Gradually, as we two stood in silence with our great craft speeding on, I became aware that during the last few minutes the air inside the pilot room had become perceptibly warmer, and that its warmth was still increasing. I glanced at the dial that registered the output of our heat-generators, but it was steady at its accustomed position; yet with each moment the warmth was increasing, until within a few minutes more the heat about us had become decidedly uncomfortable. Korus Kan, too, had noticed it, and had now swung backward the control of the heat-generators; yet still the warmth increased, the heated air in the pilot room rapidly becoming unbearable. I turned to the Antarian, fully alarmed now, but as I did so the door snapped open and Jhul Din burst up into the pilot room.

"What's happening to the ship?" he cried. "Its inner walls are getting almost too hot to touch!"

In stunned surprize we gazed at each other, our heating-mechanisms turned completely off now, yet the inside-temperature dial's arrow was still moving steadily forward! The thing was beyond all reason, we knew, and for an instant we stood in amazement, the heat increasing still about us. Then suddenly Jhul Din pointed upward toward the massed dials above the controls, his arm quivering.

"Look!" he cried. "The outside-temperature dial!"

Swiftly we raised our own eyes toward it, the dial upon which was shown the temperature outside the ship. It should have shown absolute zero, we knew, as always in the infinite cold of empty space. But now it did not, and our eyes widened as we stared at it, in utter astonishment and fear. For it registered a temperature of thousands of degrees in the empty void about us!

"Heat!" I cried. "Heat in empty outer space! It's unthinkable!"

Unthinkable it was; yet, even as we stood and stared, the arrow on the outside-temperature was still creeping steadily forward, showing a swiftly increasing heat outside, while the air inside had become all but unbreathable, parching to the lungs. At the same moment a faint light began to appear about us, a dim-red glow that was intensifying with each moment that we raced onward, and as we wheeled toward the windows we saw, in the blackness of space before us, a great, faintly glowing region of red light ahead, stretching across the heaven before us. Ever stronger that crimson glow was growing as we raced on, the heat about us mounting with it, and from beneath came the cries of fear of our crew as they too glimpsed the awful region of heat and light through which we now were racing.

I knew that not much longer could the heat about us increase thus if our ship and ourselves were to survive, yet steadily the arrows on the temperature-dials were moving forward, and as more and more of the awful heat outside penetrated through the insulation of our heat-resistant walls I felt my brain turning dizzily, saw big Jhul Din stagger and sway against the wall, and saw Korus Kan, the heat penetrating through his metal body even more than through our own, slumping sidewise across the controls as he was overcome by it, only half conscious. I sprang to his side, despite my own dizziness and parching throat and lungs, grasped the controls and held our ship straight onward, since all about us the vast glow of crimson light and heat stretched, encircling us and beating upon us as we flashed onward.

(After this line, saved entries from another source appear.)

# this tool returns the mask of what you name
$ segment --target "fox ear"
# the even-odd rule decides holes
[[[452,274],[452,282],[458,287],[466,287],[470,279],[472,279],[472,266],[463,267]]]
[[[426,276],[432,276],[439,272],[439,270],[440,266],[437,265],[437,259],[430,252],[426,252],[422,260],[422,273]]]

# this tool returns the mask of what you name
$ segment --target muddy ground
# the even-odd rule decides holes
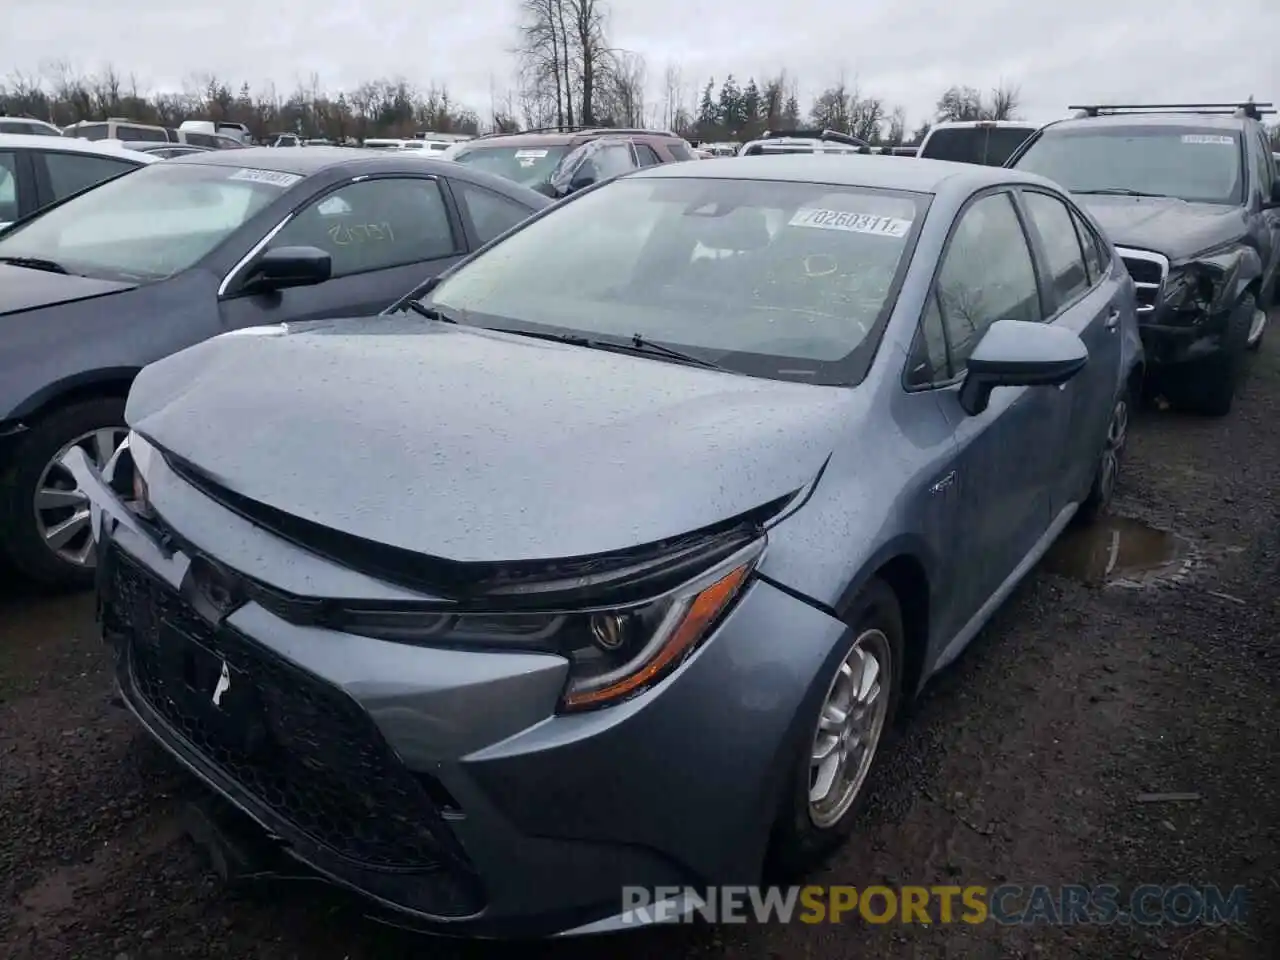
[[[1273,327],[1280,317],[1273,320]],[[940,677],[818,882],[1247,887],[1241,923],[681,927],[562,957],[1271,958],[1280,950],[1280,329],[1232,415],[1135,426],[1112,535],[1066,544]],[[1146,525],[1176,532],[1172,541]],[[1130,578],[1133,579],[1133,578]],[[301,885],[230,891],[193,784],[110,703],[88,597],[0,596],[0,957],[389,960],[427,941]],[[1145,794],[1192,799],[1140,801]]]

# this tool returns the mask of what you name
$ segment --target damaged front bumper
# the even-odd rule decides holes
[[[555,656],[375,640],[252,601],[211,622],[199,574],[217,561],[136,515],[112,489],[114,461],[99,475],[76,453],[125,702],[274,845],[381,919],[460,936],[602,932],[636,922],[626,886],[758,881],[838,621],[753,581],[661,683],[564,715]],[[170,506],[219,557],[280,557],[281,580],[344,573],[194,489]]]

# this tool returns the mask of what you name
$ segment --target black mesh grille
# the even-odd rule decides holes
[[[1129,268],[1129,276],[1133,277],[1135,283],[1159,283],[1160,282],[1160,264],[1153,263],[1150,260],[1138,260],[1133,257],[1125,257],[1124,265]]]
[[[422,783],[349,697],[238,631],[214,628],[118,551],[104,625],[130,638],[147,704],[230,781],[311,840],[373,868],[434,870],[456,844]],[[213,693],[223,665],[230,684]]]

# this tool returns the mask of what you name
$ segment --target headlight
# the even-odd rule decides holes
[[[764,544],[761,538],[644,603],[547,613],[347,607],[326,625],[430,646],[556,653],[570,663],[561,709],[589,710],[634,697],[683,663],[739,596]]]
[[[1220,267],[1189,263],[1170,271],[1164,285],[1164,302],[1173,323],[1193,324],[1213,311],[1227,275]]]
[[[142,471],[134,462],[132,441],[131,435],[120,444],[102,471],[102,479],[124,501],[126,507],[144,520],[149,520],[152,517],[151,492],[147,489]]]

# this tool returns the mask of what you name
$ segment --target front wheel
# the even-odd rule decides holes
[[[31,427],[0,478],[0,548],[20,573],[49,587],[92,585],[89,501],[61,460],[78,446],[101,469],[127,433],[117,397],[63,407]]]
[[[1129,442],[1129,417],[1133,412],[1133,391],[1126,386],[1111,405],[1111,419],[1107,423],[1107,439],[1098,455],[1098,465],[1093,474],[1089,494],[1076,512],[1082,524],[1093,523],[1111,507],[1116,482],[1120,479],[1120,465]]]
[[[1232,311],[1222,335],[1222,349],[1200,361],[1191,371],[1191,409],[1209,417],[1225,417],[1235,402],[1240,369],[1248,348],[1249,328],[1257,313],[1257,300],[1246,293]]]
[[[882,580],[861,593],[835,665],[823,678],[817,715],[795,759],[770,846],[770,869],[795,877],[848,835],[863,788],[897,710],[902,684],[902,611]]]

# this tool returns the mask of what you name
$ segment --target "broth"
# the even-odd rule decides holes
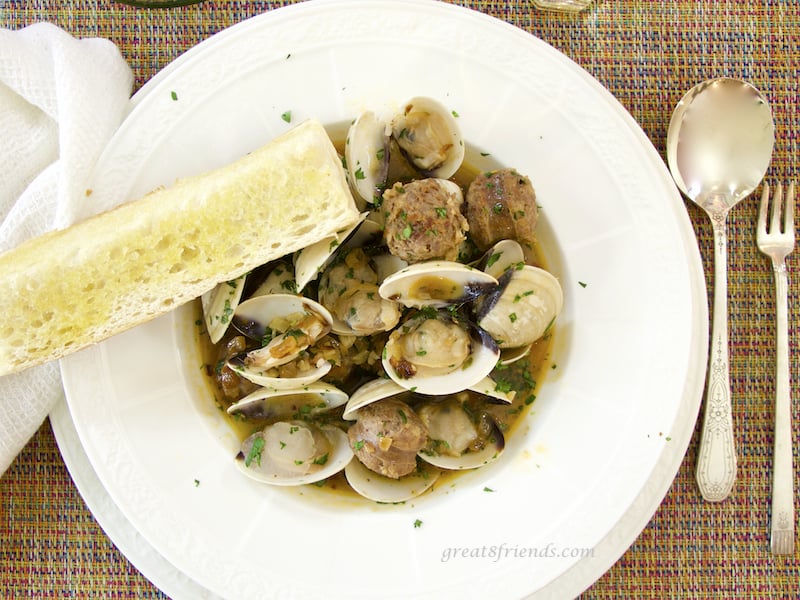
[[[337,144],[337,150],[340,152],[342,151],[342,147],[343,142]],[[477,153],[474,154],[477,156]],[[468,162],[469,157],[470,152],[468,151],[465,164],[453,177],[453,180],[465,190],[469,186],[469,183],[483,170],[474,166],[472,162]],[[483,160],[483,162],[485,162],[485,160]],[[538,246],[534,245],[532,249],[526,249],[526,263],[544,268],[542,252]],[[433,283],[435,284],[436,282]],[[441,290],[434,290],[432,293],[439,294],[444,292]],[[202,308],[199,299],[196,301],[196,311],[196,323],[198,324],[196,328],[196,337],[197,343],[200,344],[201,356],[203,357],[205,363],[205,368],[203,369],[205,374],[204,379],[209,386],[209,390],[215,399],[217,407],[223,412],[225,419],[230,424],[237,438],[243,440],[255,431],[263,429],[266,425],[270,424],[270,422],[275,421],[276,418],[271,415],[243,418],[239,415],[230,415],[227,413],[227,408],[233,403],[233,401],[226,399],[225,395],[221,391],[221,388],[215,378],[215,372],[219,368],[220,363],[219,349],[234,334],[229,331],[218,344],[211,344],[205,331],[205,326],[203,325]],[[230,329],[232,330],[233,328],[231,327]],[[385,336],[377,339],[378,344],[381,344],[383,341],[385,341]],[[536,391],[541,385],[542,380],[545,378],[546,372],[550,369],[550,353],[552,349],[552,342],[553,331],[551,329],[533,344],[527,356],[509,365],[498,365],[491,374],[491,377],[498,384],[499,389],[502,391],[513,390],[516,392],[514,400],[511,404],[486,403],[483,407],[483,410],[488,412],[495,419],[498,427],[506,438],[515,435],[515,431],[519,428],[520,423],[523,421],[522,417],[527,414],[529,407],[533,404],[536,397]],[[344,383],[340,381],[331,381],[331,383],[342,388],[345,392],[350,394],[358,387],[358,385],[374,377],[374,374],[369,375],[366,373],[356,373],[355,376],[349,378],[349,381]],[[326,379],[327,377],[323,377],[323,380]],[[481,399],[482,402],[485,402],[485,397],[483,397],[481,394],[476,392],[467,393],[471,396],[468,402],[477,402],[478,399]],[[404,401],[408,402],[412,408],[414,407],[415,403],[422,399],[422,397],[415,397],[412,392],[407,392],[404,396],[398,397],[401,397]],[[307,418],[313,410],[313,404],[315,401],[314,397],[308,396],[305,400],[300,397],[298,401],[298,397],[293,396],[293,399],[293,402],[287,403],[283,407],[283,410],[291,413],[293,415],[291,418]],[[286,403],[286,401],[284,401],[284,403]],[[341,415],[343,409],[344,407],[339,407],[337,409],[327,411],[324,414],[315,415],[314,422],[332,424],[346,431],[346,429],[354,421],[342,420]],[[283,418],[286,418],[285,413]],[[441,488],[445,485],[450,486],[462,473],[462,471],[445,471],[434,487]],[[340,472],[337,475],[329,477],[328,479],[316,484],[310,485],[314,485],[319,489],[333,494],[345,494],[348,497],[357,497],[364,501],[371,502],[366,498],[362,498],[350,488],[343,472]]]

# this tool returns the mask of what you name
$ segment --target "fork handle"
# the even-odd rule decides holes
[[[736,449],[728,349],[727,211],[710,215],[714,229],[714,307],[705,413],[697,455],[696,479],[703,498],[724,500],[736,479]]]
[[[772,465],[771,546],[774,554],[794,551],[794,471],[792,469],[792,408],[789,397],[788,277],[783,261],[775,271],[775,447]]]

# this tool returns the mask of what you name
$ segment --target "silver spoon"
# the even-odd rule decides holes
[[[667,131],[667,162],[680,190],[708,213],[714,232],[714,305],[697,485],[724,500],[736,479],[728,350],[728,211],[764,178],[775,144],[772,111],[749,83],[705,81],[678,102]]]

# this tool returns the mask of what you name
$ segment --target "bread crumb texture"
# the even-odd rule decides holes
[[[0,255],[0,375],[153,319],[358,218],[306,121],[235,163]]]

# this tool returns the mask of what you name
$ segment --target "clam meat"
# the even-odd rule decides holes
[[[308,350],[331,330],[332,317],[319,303],[292,294],[270,294],[239,305],[233,324],[262,345],[228,360],[242,377],[274,389],[320,379],[331,365]],[[282,369],[284,365],[291,365]],[[283,371],[283,372],[281,372]]]
[[[455,116],[433,98],[418,96],[406,102],[392,120],[392,135],[429,177],[447,179],[464,161],[464,140]]]
[[[335,333],[372,335],[400,321],[399,305],[378,293],[377,267],[362,248],[337,256],[320,277],[318,298],[333,317]]]
[[[494,341],[449,311],[419,311],[392,331],[382,362],[398,385],[420,394],[459,392],[483,380],[497,364]]]
[[[344,470],[352,458],[340,429],[290,420],[247,437],[236,462],[245,475],[263,483],[304,485]]]

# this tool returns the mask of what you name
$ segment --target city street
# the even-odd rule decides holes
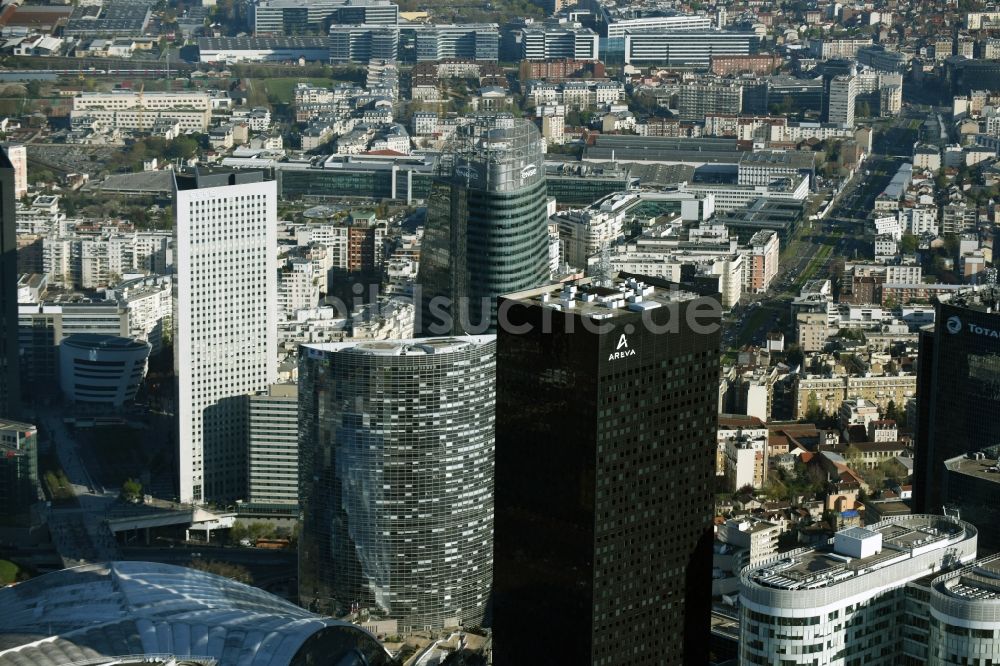
[[[49,531],[56,550],[67,566],[82,561],[115,559],[118,547],[104,524],[104,514],[118,498],[118,491],[94,483],[77,441],[58,413],[40,411],[38,419],[52,438],[53,451],[79,504],[50,506]]]
[[[838,260],[852,261],[869,255],[865,224],[876,197],[885,190],[901,162],[898,157],[870,156],[822,220],[803,221],[799,233],[782,249],[771,289],[735,314],[723,334],[723,349],[764,345],[768,332],[785,330],[792,324],[788,304],[807,281],[830,277],[831,267]]]

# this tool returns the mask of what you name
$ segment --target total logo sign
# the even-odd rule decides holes
[[[618,346],[615,347],[615,351],[608,355],[609,361],[617,361],[621,358],[627,358],[629,356],[635,356],[635,350],[628,345],[628,336],[622,333],[621,337],[618,338]]]
[[[529,164],[528,166],[521,169],[521,178],[531,178],[536,173],[538,173],[538,167],[534,164]]]
[[[948,332],[951,333],[952,335],[961,332],[963,328],[967,328],[969,330],[969,333],[972,333],[973,335],[985,335],[988,338],[1000,339],[1000,331],[993,328],[986,328],[985,326],[980,326],[979,324],[972,324],[968,322],[963,324],[962,320],[959,319],[958,316],[956,315],[948,317],[947,321],[945,321],[944,323],[944,326],[946,329],[948,329]]]

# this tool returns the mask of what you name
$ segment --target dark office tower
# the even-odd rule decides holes
[[[497,296],[548,281],[543,146],[532,123],[509,115],[456,130],[427,202],[423,335],[495,331]]]
[[[496,337],[303,345],[299,600],[401,633],[483,622]]]
[[[14,165],[0,150],[0,417],[15,416],[20,408],[14,202]]]
[[[921,333],[914,511],[940,513],[944,462],[1000,443],[1000,288],[963,290]]]
[[[708,662],[718,295],[605,285],[500,299],[497,666]]]

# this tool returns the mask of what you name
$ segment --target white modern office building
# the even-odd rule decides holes
[[[929,605],[928,664],[1000,663],[1000,555],[935,578]]]
[[[363,23],[330,31],[330,61],[367,63],[370,59],[428,62],[447,58],[496,62],[500,32],[496,23]]]
[[[707,68],[712,56],[746,56],[757,52],[760,38],[752,32],[721,30],[626,31],[625,64]]]
[[[523,60],[570,58],[597,60],[598,37],[590,28],[578,23],[542,24],[523,30],[521,43]]]
[[[854,127],[854,102],[858,96],[858,77],[835,76],[830,81],[829,120],[843,127]]]
[[[181,501],[246,488],[244,398],[275,383],[277,187],[262,172],[176,177]]]
[[[776,199],[780,201],[805,201],[809,196],[809,176],[802,174],[779,174],[773,177],[763,175],[753,177],[750,184],[732,183],[685,183],[683,189],[701,195],[714,197],[715,210],[728,213],[745,208],[755,199]],[[766,180],[762,183],[761,181]]]
[[[254,34],[323,34],[330,24],[399,21],[399,7],[389,0],[257,0],[247,3]]]
[[[160,118],[176,119],[183,130],[204,132],[212,118],[205,92],[82,92],[73,98],[70,118],[89,118],[108,127],[149,129]]]
[[[295,511],[299,505],[299,392],[274,384],[249,396],[247,501]]]
[[[907,583],[972,562],[977,539],[955,518],[898,516],[744,569],[739,663],[901,663]]]
[[[601,35],[607,39],[621,39],[630,32],[673,32],[683,30],[710,30],[712,17],[705,14],[676,12],[644,12],[633,6],[616,7],[601,3],[597,14]]]
[[[146,376],[149,343],[80,333],[59,345],[59,385],[71,402],[121,407],[135,400]]]

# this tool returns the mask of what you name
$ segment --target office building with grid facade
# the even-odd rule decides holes
[[[176,177],[179,497],[246,496],[246,396],[277,377],[277,186]]]
[[[507,114],[457,128],[427,202],[424,335],[493,332],[500,294],[548,281],[544,146],[530,121]]]
[[[708,662],[718,295],[601,282],[500,299],[498,666]]]
[[[493,336],[299,350],[299,601],[403,633],[483,622],[493,580]]]
[[[298,389],[274,384],[247,399],[247,502],[251,509],[294,512],[299,505]]]
[[[945,461],[1000,443],[1000,289],[970,287],[940,302],[921,332],[914,503],[942,510]],[[897,403],[898,404],[898,403]]]

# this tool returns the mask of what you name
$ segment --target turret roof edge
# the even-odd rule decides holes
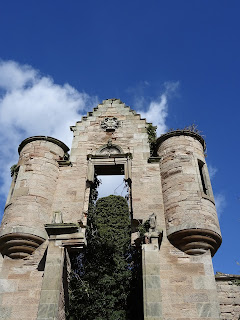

No flame there was, nor incandescent gas, nor solid burning matter of any kind, nothing but a titanic region of brilliant crimson light, without visible source of any kind, glowing with terrific heat there in the emptiness of outer space.


The glow about us was becoming more brilliant with each moment that we raced on, and as the heat outside and inside increased still more I saw Jhul Din fling open the pilot room's door in a vain search for cooler air; heard from beneath a rumbling, ominous thumping and cracking, as our heat-seared walls began to warp in the terrible temperature to which they were being subjected. Far ahead in the awful region of heat and light through which we were speeding I glimpsed now a deeper spot of crimson light in the great red glow, and as we raced on toward it I saw that it was the center of all the great outpouring of red light and of heat, since it was all but blinding in its brilliance, while our dials showed a temperature mounting each moment that we neared it.